Le bonheur selon Aristote
Le bonheur selon Aristote
"… une hirondelle ne fait pas le printemps, ni non plus un seul jour: et ainsi la félicité et le bonheur ne sont pas davantage l'œuvre d'une seule journée, ni d'un bref espace de temps." Aristote, Ethique à Nicomaque.
Certains nient l'existence de bonheur ou ne veulent pas en entendre parler.
Ainsi le Général de Gaulle à qui on demanda un jour - "Mon Général! Etes-vous heureux ?", répondit: - "Vous perdez la tête !... Vous savez bien que le bonheur n'existe pas!"
Faisons donc retour à Aristote, ce grand philosophe de la Grèce antique, qui a empoigné la question sans détour et en a fait tout un livre en observant que "…tous assimilent le fait de bien vivre et de réussir au fait d'être heureux. Par contre, en ce qui concerne la nature du bonheur, on ne s'entend plus, et les réponses de la foule ne ressemblent pas à celles des sages. Les uns, en effet, identifient le bonheur à quelque chose d'apparent et de visible, comme la plaisirs, la richesse ou l'honneur: pour les uns c'est une chose et pour les autres une autre chose; souvent le même homme change d'avis à son sujet…
Aujourd'hui, gouvernants, économistes et financiers ont assimilé le bonheur à la réussite et au progrès du niveau de vie, lesquels se définissent comme vie de bien être matériel, de vie d'accumulation et de consommation.
Et d'une certaine façon, ils nous l'imposent dans une tyrannie douce…
Mais le bon et le bien, nous le savons d'instinct est "quelque chose de personnel à chacun et qu'on peut difficilement nous ravir", dit encore Aristote pour qui le bonheur s'identifie principalement à la vertu.

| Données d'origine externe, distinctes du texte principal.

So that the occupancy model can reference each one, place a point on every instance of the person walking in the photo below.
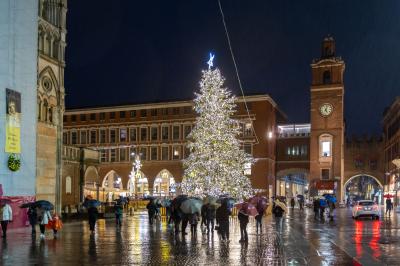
(292, 203)
(259, 217)
(210, 217)
(204, 215)
(278, 210)
(322, 207)
(5, 217)
(118, 215)
(194, 219)
(32, 216)
(151, 210)
(243, 221)
(316, 208)
(223, 214)
(55, 224)
(93, 214)
(301, 203)
(389, 205)
(44, 217)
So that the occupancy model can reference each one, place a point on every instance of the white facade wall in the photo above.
(18, 71)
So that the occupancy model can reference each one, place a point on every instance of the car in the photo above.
(365, 208)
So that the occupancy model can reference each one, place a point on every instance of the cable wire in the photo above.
(236, 68)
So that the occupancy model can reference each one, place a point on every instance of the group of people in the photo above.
(320, 205)
(36, 216)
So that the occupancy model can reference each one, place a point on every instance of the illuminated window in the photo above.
(176, 153)
(325, 145)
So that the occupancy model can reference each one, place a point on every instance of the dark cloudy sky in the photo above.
(124, 51)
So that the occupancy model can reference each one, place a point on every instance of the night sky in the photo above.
(122, 52)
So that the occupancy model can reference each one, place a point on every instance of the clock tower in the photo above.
(327, 122)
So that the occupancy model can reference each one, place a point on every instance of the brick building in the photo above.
(158, 132)
(391, 128)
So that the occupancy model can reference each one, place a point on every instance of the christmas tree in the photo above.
(216, 163)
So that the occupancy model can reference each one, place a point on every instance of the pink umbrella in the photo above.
(247, 208)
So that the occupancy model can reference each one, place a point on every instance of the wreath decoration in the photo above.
(14, 162)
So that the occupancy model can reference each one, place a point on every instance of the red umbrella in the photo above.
(247, 208)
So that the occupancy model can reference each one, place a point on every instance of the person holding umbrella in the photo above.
(243, 221)
(5, 216)
(44, 217)
(278, 211)
(32, 216)
(389, 205)
(93, 213)
(223, 213)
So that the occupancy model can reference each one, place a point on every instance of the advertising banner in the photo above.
(13, 121)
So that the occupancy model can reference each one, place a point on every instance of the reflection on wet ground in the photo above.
(301, 240)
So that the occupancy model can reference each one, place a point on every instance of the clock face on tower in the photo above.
(326, 109)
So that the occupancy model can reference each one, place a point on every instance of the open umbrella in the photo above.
(91, 203)
(5, 201)
(44, 204)
(191, 205)
(176, 202)
(247, 208)
(27, 205)
(281, 204)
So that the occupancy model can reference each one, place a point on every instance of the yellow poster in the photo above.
(13, 122)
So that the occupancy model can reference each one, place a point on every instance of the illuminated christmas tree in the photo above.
(216, 163)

Vertu!? Le mot semble si désuet et serait même aujourd'hui sujet à plaisanterie.
A une époque où tout se dit et tout se fait sans forcément vouloir l'authenticité ni même un bien clairement visé, et où l'on se satisfait de plaisirs superficiels,… le langage de la vertu s'avère curieux et agaçant!

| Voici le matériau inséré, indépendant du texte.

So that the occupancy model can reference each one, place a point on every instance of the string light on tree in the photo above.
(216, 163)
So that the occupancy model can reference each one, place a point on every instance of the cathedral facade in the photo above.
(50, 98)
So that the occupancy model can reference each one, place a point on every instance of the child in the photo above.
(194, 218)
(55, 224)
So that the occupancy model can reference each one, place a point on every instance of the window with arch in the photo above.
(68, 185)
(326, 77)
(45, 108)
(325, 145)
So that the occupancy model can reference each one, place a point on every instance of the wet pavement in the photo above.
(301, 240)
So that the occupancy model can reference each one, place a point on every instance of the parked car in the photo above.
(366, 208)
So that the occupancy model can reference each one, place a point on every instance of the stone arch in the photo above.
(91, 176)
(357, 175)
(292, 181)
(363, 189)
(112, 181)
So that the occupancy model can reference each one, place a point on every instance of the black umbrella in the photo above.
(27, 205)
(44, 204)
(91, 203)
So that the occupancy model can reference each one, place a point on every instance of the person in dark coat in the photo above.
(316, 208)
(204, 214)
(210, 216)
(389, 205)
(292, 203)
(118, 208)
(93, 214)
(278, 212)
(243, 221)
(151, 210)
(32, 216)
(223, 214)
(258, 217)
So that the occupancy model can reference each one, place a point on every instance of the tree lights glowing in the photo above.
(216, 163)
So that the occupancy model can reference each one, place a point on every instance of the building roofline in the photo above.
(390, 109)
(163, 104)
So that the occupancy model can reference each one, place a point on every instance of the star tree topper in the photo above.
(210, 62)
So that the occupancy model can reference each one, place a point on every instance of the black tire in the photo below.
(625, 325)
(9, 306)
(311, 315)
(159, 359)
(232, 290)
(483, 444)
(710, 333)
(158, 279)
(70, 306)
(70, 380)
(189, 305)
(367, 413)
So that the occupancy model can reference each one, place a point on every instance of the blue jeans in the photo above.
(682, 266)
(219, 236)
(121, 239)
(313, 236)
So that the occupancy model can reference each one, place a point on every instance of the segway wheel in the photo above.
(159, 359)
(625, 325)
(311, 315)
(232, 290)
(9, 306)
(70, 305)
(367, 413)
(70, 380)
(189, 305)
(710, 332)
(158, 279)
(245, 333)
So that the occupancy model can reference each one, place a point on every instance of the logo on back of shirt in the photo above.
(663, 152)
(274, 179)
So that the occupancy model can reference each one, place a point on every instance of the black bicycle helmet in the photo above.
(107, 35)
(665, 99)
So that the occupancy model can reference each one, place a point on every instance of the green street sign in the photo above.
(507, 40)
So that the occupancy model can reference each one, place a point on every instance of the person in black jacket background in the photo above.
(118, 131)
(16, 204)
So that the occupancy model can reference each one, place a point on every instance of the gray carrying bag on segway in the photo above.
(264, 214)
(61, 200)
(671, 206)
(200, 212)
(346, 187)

Aristote se demande encore si "le bonheur est une chose qui peut s'apprendre, ou s'il s'acquiert par l'habitude ou quelque autre exercice, ou si enfin il nous échoit en partage par une certaine faveur divine ou même par le hasard."
Mais il démontre ensuite que les vertus morales ou de caractère telles que le courage, la modération ou la justice s'acquièrent par l'entraînement et la répétition et pense que les vertus intellectuelles comme la prudence et la sagesse sont forcément associées à la raison. Mais cela suppose à la fois de recevoir un solide enseignement et d'acquérir de l'expérience.
Oui mais… Aujourd'hui, il est bien difficile d'avoir une conviction ferme sur le juste et le bien tant il semble qu'il y a de paramètres qui s'entrecroisent dans les événements et situations même les plus ordinaires. Or si le bonheur dépend du bien… comment y arriver?
Aristote répond que tout citoyen est capable d'une juste perception de la réalité et d'une bonne délibération intérieure afin de se faire une opinion personnelle et décider comment mener une vie bonne.
Loin de se laisser chosifier par les structures simulacres de plaisir et les gouvernances financières, l'homme ou la femme que nous sommes aujourd'hui doit, de façon d'autant plus responsable sur cette planète agitée, faire preuve de volonté pour comprendre et transformer le monde. Et engager, au Nord comme au Sud, un mode de vie où chacun et chacune donne et prend sa part de plaisir.
Plaisir! Un mot qu'Aristote associe tant à la vertu qu'au bonheur, mais oui!
"Plaisir et peine s'étendent tout au long de la vie, et sont d'un grand poids et d'une grande force pour la vertu comme pour la vie heureuse, puisqu'on élit ce qui est agréable et qu'on évite ce qui est pénible.
Finalement, le bonheur, c'est peut-être plus accessible qu'on ne le pense, même s'il ne se cueille pas aussi aisément qu'une marguerite!
Il ressemble plus souvent à un buisson de rosiers où il faut se risquer pour obtenir le bouquet espéré.